AlphaOdure
Bluelighter
So yesterday was my day that i took some ^_^ I don't know how people are getting knocked out from just 0.5 of this stuff i took around 12 yesterday, (From three different vendors) and was totally functional, feel abit rough this morning though hahah, remember everything, didn't slur my words, i once did have an etizolam addiction around a year ago but surley that cant have any effect of the strength of Benzo's now lol? I am in no way benzo tollerant it's only been in the past couple of weeks iv been testing some of the new ones out all with week's apart
Very peculiar. I had a habit of about 400-425mg etizolam a day up until last August of 2014 When i did a 3mo taper using lorazepam. Was clean from everything but booze & a bit of pot a handful of times until sept of this year.. a year later. So, this past month or so, some 13mo later after getting off the etizolam, i've messed around w/ xanax here & there and normal doses seemed to affect me as expected.
However, when i first tried this stuff, clonazolam; thought 1mg was plenty.. then to 3mg.. then finally to 10mg. Now for the past month i've found myself up to dosing a good 30-60mg a day!! (usually in 2-4 doses at night). & this is only at night though, completely fine during the day.. functional, anxiety free, etc until early evening when i start getting bored or a bit edgy. Not really in it for euphoria, but for functionality as (see below) i have horrible anxiety issues doctors usually wont touch w/ a 10-foot-pole b/c of my subutex history. But they're the only meds that make me feel "myself".. give me energy to do things around the house, meet people, be social, be interested in my typical habits of writing & politics & philosophy. And, again, not through a "high", at evened off levels!

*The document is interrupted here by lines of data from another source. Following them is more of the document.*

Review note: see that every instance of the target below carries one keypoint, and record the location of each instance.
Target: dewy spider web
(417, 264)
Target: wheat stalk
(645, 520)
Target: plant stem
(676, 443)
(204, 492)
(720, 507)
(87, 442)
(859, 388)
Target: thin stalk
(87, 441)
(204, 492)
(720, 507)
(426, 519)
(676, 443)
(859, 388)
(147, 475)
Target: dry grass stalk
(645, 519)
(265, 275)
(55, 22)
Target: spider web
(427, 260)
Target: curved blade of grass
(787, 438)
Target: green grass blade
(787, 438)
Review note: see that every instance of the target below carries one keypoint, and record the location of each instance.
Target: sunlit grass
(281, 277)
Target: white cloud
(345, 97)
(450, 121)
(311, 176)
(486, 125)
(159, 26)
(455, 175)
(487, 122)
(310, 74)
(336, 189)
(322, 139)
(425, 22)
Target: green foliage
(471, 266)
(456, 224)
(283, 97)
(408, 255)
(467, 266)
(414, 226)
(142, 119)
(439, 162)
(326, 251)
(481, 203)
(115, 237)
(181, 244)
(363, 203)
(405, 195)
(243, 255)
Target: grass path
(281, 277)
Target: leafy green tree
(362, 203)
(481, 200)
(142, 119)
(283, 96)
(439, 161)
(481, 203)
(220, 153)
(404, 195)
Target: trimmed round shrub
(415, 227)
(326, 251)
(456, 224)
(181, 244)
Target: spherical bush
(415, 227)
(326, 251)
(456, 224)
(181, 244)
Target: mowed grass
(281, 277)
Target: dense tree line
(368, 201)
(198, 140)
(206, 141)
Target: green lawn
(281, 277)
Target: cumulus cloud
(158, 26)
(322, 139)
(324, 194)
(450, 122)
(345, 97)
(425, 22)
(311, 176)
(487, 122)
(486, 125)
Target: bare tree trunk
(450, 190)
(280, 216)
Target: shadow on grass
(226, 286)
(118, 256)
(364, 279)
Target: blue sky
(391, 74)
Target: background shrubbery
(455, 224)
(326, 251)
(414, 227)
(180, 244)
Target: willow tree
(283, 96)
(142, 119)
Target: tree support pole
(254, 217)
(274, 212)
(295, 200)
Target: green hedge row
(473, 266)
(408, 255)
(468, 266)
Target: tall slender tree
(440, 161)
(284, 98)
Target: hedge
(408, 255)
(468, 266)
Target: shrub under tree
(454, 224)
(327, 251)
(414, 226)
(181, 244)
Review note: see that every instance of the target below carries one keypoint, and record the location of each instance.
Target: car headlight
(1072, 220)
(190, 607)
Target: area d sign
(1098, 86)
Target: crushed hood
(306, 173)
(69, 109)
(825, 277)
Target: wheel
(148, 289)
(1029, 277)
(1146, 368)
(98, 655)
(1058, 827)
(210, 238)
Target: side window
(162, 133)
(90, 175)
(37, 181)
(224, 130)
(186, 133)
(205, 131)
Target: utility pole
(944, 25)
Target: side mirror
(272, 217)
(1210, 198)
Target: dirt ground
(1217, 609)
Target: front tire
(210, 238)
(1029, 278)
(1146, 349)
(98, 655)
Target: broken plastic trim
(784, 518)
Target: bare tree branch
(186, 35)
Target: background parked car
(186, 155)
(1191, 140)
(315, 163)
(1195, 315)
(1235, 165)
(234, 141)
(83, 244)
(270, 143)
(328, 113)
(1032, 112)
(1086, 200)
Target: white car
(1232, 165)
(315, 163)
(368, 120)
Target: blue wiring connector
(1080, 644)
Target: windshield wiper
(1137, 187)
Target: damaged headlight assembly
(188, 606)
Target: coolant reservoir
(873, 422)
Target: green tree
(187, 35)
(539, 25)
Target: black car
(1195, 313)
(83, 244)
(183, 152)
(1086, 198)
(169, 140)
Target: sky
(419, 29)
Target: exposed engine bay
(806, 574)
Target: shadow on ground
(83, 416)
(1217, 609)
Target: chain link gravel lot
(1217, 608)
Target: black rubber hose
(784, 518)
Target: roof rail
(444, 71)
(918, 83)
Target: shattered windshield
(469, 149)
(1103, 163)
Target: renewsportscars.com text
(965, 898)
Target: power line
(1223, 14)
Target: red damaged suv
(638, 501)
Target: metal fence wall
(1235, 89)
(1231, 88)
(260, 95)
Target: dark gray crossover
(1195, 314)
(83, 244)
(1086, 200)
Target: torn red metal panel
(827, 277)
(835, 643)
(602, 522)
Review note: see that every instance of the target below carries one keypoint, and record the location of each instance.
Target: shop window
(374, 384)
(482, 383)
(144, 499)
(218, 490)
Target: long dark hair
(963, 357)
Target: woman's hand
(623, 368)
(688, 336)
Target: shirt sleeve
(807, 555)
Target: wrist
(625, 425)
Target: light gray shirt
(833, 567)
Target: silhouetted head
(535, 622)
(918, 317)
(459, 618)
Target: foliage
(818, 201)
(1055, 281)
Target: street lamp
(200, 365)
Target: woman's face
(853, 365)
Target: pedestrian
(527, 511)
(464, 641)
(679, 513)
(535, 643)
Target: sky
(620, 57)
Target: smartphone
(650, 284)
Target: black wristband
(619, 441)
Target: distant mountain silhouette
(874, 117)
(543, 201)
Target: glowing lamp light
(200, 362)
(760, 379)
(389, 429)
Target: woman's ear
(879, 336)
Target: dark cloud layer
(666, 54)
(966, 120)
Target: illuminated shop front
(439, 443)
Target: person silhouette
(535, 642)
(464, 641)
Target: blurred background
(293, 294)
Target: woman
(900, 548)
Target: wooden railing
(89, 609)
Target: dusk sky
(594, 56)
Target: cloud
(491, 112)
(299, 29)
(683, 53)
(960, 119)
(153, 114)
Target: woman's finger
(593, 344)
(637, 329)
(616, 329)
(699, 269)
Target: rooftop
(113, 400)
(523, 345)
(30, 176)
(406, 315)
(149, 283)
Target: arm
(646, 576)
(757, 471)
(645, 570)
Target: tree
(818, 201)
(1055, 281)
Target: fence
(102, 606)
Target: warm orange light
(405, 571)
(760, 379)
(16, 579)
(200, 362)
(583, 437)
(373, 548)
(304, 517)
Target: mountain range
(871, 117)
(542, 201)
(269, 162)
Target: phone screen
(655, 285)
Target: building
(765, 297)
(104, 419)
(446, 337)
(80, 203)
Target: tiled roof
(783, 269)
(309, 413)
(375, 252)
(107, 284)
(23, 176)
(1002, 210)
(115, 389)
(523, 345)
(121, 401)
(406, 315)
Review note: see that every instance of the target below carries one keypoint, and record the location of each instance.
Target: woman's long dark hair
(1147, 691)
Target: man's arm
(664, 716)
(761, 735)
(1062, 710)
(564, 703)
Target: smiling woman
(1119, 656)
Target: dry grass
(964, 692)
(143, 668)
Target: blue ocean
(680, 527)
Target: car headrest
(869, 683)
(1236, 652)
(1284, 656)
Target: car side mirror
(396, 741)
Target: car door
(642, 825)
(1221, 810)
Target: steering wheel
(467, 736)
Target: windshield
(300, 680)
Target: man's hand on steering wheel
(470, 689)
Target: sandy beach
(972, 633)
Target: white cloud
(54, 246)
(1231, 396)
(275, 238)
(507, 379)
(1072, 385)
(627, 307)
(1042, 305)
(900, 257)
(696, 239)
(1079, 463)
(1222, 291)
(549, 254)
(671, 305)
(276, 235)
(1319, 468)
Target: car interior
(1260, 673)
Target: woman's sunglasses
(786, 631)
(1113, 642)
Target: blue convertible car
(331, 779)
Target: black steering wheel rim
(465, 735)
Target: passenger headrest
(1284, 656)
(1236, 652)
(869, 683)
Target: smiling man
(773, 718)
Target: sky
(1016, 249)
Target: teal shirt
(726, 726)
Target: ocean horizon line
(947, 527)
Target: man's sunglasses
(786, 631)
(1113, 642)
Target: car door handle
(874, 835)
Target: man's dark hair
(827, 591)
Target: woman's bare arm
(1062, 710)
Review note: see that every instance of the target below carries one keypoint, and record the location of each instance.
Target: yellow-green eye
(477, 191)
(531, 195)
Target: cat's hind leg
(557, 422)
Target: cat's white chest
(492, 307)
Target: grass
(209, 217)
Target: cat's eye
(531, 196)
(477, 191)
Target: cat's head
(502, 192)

Have been slowly trying to bump down by 5mg here & there but seems impossible to get any sleep otherwise. Going to speak to my new sub doc (as old sub doc doesn't understand, nor will he listen, to my benzo issue) & see if anything can be done (b/c ever since my stint w/ etizolam i'm not the same person- can't socialize, leave my house, disorientated/confused when asked questions, derealization in social situations, just severe anxiety that hasn't let up, no interest in anything physical or normal hobbies--and YES i've scored tons of SSRIs, SNRIs, was on depakote & abilify--no difference.) Hopefully i can be put on some legit benzos & tapered down.. or legit benzos & taper myself/maintain sane clonazolam levels? who knows.
(trying an intense DMT experience to help refixate my ego & psyche shortly- that along w/ some MXP to hopefully mediate my tolerance--as i am not too "addictive" w/ dissociatives & am pretty naive w/ them except for 3-meo-pcp & DXM)
Btw, i take 2-8mg of subutex/daily. Prescribed 4mg though. If thats relevant.